I needed another drink.
"Hank!" I tapped two fingers on the bartop. His cloudy eye cut to me, makin' me squirm. Thing freaked me out.
"Haven't you had enough, homewrecker? Don't need your sorry ass pukin' on my bar."
The sexy stranger looked up from her phone and our eyes met. Then she granted me a seductive little smirk.
I nearly choked on my own tongue.
She raised a dark, questioning brow and mouthed homewrecker?
Was this it? My opening? My chance to talk to the raven-haired beauty at the end of the bar?
Did I deserve to? Part of me—the part of me that truly fuckin' hated seeing Sassy cry when I'd called things off—thought I should go into some sort of self-imposed celibacy.
Become a monk or some shit. That's probably what I deserved for screwin' it all up.
The other part of me was so hard up, I had a raging fucking boner just from looking at this woman. After livin' with your girlfriend-turned-fiancée for ten years, you got kinda used to regular sex.
Because, for Sassy and me, sex had never been a problem. It was good. Frequent.
And now, I was fucking my fist daily.
Not even a little bit the same experience.
What would it be like to sleep with someone else? Would it be awkward? Awful?
I shouldn't even have been entertainin' the idea. I wasn't ready for sex with someone else.
But, fuck, did I want to sink inside somethin' hot and wet that didn't resemble anything close to my soaped-up hand in the shower.
Hank set my fifth glass of whiskey down in front of me at the same moment the mystery girl at the end of the bar winked at me.
That was it. I was doin' it.
I tossed back my drink before risin' from my wobbly stool and nearly trippin' over my own damn feet.
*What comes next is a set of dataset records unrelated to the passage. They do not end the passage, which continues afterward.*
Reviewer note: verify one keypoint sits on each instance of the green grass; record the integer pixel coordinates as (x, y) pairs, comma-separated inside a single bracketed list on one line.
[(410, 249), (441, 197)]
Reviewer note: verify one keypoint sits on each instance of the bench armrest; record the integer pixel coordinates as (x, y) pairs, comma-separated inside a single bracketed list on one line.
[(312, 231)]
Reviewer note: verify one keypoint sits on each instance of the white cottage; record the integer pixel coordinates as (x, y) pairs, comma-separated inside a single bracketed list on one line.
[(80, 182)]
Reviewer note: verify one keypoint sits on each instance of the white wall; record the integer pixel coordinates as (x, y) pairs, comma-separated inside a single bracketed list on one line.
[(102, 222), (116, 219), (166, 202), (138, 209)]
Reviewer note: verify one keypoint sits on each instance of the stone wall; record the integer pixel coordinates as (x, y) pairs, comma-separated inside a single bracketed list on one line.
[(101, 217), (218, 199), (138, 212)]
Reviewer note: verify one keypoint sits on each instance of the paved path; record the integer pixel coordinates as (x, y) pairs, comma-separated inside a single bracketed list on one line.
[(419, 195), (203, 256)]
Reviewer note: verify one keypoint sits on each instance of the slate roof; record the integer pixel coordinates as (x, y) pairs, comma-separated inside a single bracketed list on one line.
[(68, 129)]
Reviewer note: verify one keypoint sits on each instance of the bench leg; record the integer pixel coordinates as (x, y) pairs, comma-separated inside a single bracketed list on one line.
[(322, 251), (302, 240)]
Was for sure feelin' the effects of the booze.
Multiple pairs of eyes tracked my movement toward the end of the bar, including my mystery girl's.
She was even more stunning up close. Dark, wavy hair cropped short and fallin' just past her chin.
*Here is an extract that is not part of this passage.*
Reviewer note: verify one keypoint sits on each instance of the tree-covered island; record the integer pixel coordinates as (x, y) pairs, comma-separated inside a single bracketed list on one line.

It looked tousled, messy—like she'd just rolled out of bed.
Her lips were stained a dark red and the eyes that had locked onto me the moment I stood up weren't green and they weren't blue, but somethin' in between.
"Hi," I blurted.
She grinned. "Hi."
"Ya know, they say when someone picks at their beer label like that"—I nodded toward where her slender fingers with black-painted nails tore at the damp paper—"it means they're sexually frustrated."
She snorted and her smile grew. But it wasn't a friendly smile. It was a smile that said she could eat me fuckin' alive. "Sounds about right."
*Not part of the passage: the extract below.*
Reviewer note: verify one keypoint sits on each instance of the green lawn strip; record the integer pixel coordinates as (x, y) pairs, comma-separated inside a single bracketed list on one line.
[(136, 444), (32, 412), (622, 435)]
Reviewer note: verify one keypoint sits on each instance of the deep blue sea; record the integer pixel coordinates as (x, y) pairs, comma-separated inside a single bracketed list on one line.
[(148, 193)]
Oh, fuck I was doin' it. Flirtin' with a stranger. And I'd only slurred my words a tiny little bit.
"I could help you work out some of that frustration, beautiful."
She reared back, ready to strike like a viper.
For a second, I thought she might flay me alive with whatever words were perched on the edge of her forked tongue.
My stomach dropped, bracin' for impact. But then, somethin' in my face must've betrayed the truth, the raw panic I couldn't hide.
Because, instead of venom, her shoulders loosened, her jaw unclenched, and she let out a sigh that felt more like mercy than defeat.
"Not sure you could handle me, boy scout."
The way she said it—lazy and confident, like she was testin' me—sent heat straight to my cock.
Boy scout.
Christ, was I that obvious? That wholesome?
Maybe I was.
Maybe that's exactly what I'd been my whole life.
The good guy. The safe choice. The one who always did the right thing.
Until the day I didn't.
"Might surprise you."
I leaned against the bar, close enough to catch the faint scent of her perfume—somethin' dark and smoky that matched her voice. The alcohol buzzed through my veins, loosenin' my tongue and dullin' the sharp edges of my recent case of self-doubt.
"Think so, homewrecker?" Her voice dripped with amusement and somethin' sharper. Curiosity, maybe. Or judgment. Couldn't tell.
"Ah, fuck. Don't listen to Hank. His hearing's as fucked as his eye and he don't know what the hell he's talkin' about."
I rubbed the back of my neck, suddenly feelin' exposed under this stranger's sharp stare.
"Alright." She downed the rest of her drink and stood, invadin' my space. "Surprise me."